When her father, and later her brother, got sick, she dedicated herself to them 100% (I would honestly say 200% if it existed.) Hours spent in cramped hospital rooms in an uncomfortable chair all because they asked for her to be there. From morning until the hospital staff would kick her out at night, she was there. I would call her to check in on her, and I would ask, "but aren't you bored? It's been 8 hours." And she would say in the most sincere voice, "I am good. I have my book I am reading. There's no place else I'd rather be right now."
My mother, to this day, has dinner ready on the table every night at 6:30 p.m.. If she knows my brother, who sticks to a strict diet, is going to be her dinner guest, she will make him something entirely different without one exasperating sigh. She allows us to take our bad-day-frustrations out on her, even when we shouldn't. She is the only reason our house is a home, and if anything ever happened to her, I would be completely devastated and inconsolable.
I know I will never be as unselfish and giving a person as my mother. No way. She has set the bar so high, without even wanting to "set a bar" to begin with. She lives her life as she does, not for the accolades, but because to her, there is no other way to live. When someone she loves is in need of something, it is not even a question of if she will help them. She will, in any way that she can.
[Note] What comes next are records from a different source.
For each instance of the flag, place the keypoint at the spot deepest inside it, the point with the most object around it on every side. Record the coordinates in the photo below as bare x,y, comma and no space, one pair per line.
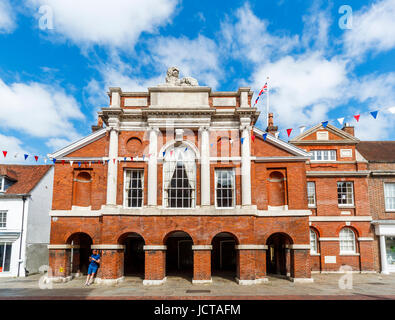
374,114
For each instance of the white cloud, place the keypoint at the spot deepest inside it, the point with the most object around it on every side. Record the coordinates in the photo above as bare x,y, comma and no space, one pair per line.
38,109
303,88
198,58
248,38
373,29
7,17
116,23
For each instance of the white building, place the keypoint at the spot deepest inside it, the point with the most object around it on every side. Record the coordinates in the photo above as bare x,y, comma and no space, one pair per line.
25,200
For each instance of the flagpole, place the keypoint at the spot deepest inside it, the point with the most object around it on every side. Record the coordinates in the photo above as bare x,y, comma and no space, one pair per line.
267,103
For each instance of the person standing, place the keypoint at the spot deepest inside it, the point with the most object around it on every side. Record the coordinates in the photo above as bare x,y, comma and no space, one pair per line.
93,266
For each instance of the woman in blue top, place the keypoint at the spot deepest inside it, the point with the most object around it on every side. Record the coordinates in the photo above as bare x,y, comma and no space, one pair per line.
93,265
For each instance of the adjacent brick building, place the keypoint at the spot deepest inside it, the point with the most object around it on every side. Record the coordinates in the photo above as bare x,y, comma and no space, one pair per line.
180,181
381,158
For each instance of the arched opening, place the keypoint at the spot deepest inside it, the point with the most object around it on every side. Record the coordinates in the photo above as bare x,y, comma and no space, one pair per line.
179,177
82,189
224,255
80,252
134,257
277,196
278,259
179,254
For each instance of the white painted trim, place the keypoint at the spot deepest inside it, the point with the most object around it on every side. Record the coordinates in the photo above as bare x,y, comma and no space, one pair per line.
251,282
328,239
155,247
251,247
107,246
59,246
365,239
202,247
298,246
78,144
201,281
154,282
339,218
302,280
108,282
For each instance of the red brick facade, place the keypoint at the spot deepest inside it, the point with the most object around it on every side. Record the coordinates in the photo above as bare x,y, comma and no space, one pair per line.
269,235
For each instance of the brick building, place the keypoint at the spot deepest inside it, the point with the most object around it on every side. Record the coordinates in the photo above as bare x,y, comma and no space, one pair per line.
180,181
381,158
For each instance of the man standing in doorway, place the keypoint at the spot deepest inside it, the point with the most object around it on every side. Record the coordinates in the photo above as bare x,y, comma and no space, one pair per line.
93,266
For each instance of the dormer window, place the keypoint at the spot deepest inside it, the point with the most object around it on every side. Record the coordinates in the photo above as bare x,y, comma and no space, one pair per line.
323,155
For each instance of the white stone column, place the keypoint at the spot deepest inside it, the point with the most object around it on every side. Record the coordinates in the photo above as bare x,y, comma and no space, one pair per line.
112,165
153,167
245,165
383,255
205,167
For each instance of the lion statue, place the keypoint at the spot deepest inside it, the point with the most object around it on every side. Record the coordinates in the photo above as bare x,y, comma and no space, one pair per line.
173,80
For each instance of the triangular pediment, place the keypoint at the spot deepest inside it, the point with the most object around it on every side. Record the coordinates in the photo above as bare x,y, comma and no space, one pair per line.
320,135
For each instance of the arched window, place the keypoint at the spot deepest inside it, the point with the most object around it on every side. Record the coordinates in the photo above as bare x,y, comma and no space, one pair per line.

Like Clark Kent, hiding behind his glasses and tie, my mother hid her superpowers behind the term "mother." Every remarkable thing she did for us she simply said with a shrug, "well, I'm your mom." As I got older and got to know other people's mothers, I realized the word "mother" does not a "mom" make. Anyone can be a mother, but it takes a really special person to be a "MOM."
In an ego-centric world where most don't sacrifice, she has forfeited everything for her family. Gail Cook may not have the ability to leap tall buildings in a single bound, but she's definitely a superhero and her superpower is her selflessness.